Most people are unwilling to contradict their doctor in discussions on medical  treatment, according to a U.S. survey showing that most want a say in treatment  decisions or they may end up not following the advice.

The findings, which appeared in the Archives of Internal Medicine, are based  on an online panel of 1,340 adults who were told to imagine they had heart  disease and then asked how they wanted to be involved in their own  treatment.

“A reluctance, indeed a fear, to disagree appears to be a significant barrier  to shared decision making that is present across all sociodemographic strata,”  wrote Dominick Frosch, from the Palo Alto Medical Foundation Research Institute  and the University of California, Los Angeles.

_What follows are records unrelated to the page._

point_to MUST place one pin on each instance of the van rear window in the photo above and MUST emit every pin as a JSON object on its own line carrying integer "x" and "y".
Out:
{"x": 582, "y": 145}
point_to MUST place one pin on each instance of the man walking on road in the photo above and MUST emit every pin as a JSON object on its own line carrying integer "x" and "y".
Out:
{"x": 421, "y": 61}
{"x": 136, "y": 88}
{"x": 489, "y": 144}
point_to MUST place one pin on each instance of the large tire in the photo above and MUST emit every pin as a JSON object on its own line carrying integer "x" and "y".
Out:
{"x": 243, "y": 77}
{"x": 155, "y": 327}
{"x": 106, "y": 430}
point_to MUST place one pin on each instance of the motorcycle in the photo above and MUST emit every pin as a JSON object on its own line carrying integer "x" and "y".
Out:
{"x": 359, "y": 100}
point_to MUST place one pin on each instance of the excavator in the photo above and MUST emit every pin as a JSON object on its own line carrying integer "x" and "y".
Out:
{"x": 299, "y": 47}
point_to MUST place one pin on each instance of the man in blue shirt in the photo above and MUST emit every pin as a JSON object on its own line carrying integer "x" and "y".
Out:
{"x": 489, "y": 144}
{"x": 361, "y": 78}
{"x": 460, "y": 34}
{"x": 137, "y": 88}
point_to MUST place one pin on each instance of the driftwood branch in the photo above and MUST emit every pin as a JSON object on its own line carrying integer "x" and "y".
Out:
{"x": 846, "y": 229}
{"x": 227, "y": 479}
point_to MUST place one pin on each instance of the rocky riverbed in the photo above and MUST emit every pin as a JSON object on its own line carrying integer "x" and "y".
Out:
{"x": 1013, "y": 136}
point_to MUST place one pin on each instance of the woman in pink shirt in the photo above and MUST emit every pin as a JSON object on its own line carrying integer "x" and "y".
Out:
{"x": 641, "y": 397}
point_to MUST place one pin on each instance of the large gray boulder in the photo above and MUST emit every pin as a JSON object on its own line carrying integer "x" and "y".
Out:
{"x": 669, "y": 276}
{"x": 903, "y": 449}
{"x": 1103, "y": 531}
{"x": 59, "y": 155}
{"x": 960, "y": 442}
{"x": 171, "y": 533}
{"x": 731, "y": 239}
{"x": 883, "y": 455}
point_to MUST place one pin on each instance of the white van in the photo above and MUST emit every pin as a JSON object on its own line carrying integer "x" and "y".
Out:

“Reluctance to express disagreement in the office may correlate with poor  adherence outside the office.”

Close to 70 percent said they preferred making medical decisions with their  doctors.

But only one in seven said they would disagree with their doctor over  treatment, some saying it would not be socially acceptable or would damage their  relationship with the doctor.

“We know when patients are surveyed directly they really want to participate  in their medical decisions, but are very nervous about this idea of pushing back  against doctor recommendations for fear of being labeled ‘a bad patient,'” said  Michael Barry, president of the informed Medical Decisions Foundation and a  primary care doctor at Massachusetts General Hospital in Boston.

Frosch said miscommunication between doctors and patients can lead to worse  outcomes, for example if patients don’t take their blood pressure medications  because they hadn’t wanted drugs to begin with.

If that conversation about treatment options happens earlier, he said, “It’s  reasonable to at least expect… perhaps patients would come out of that  consultation with decisions they’re more comfortable with.”

The study was published in the Archives of Internal Medicine.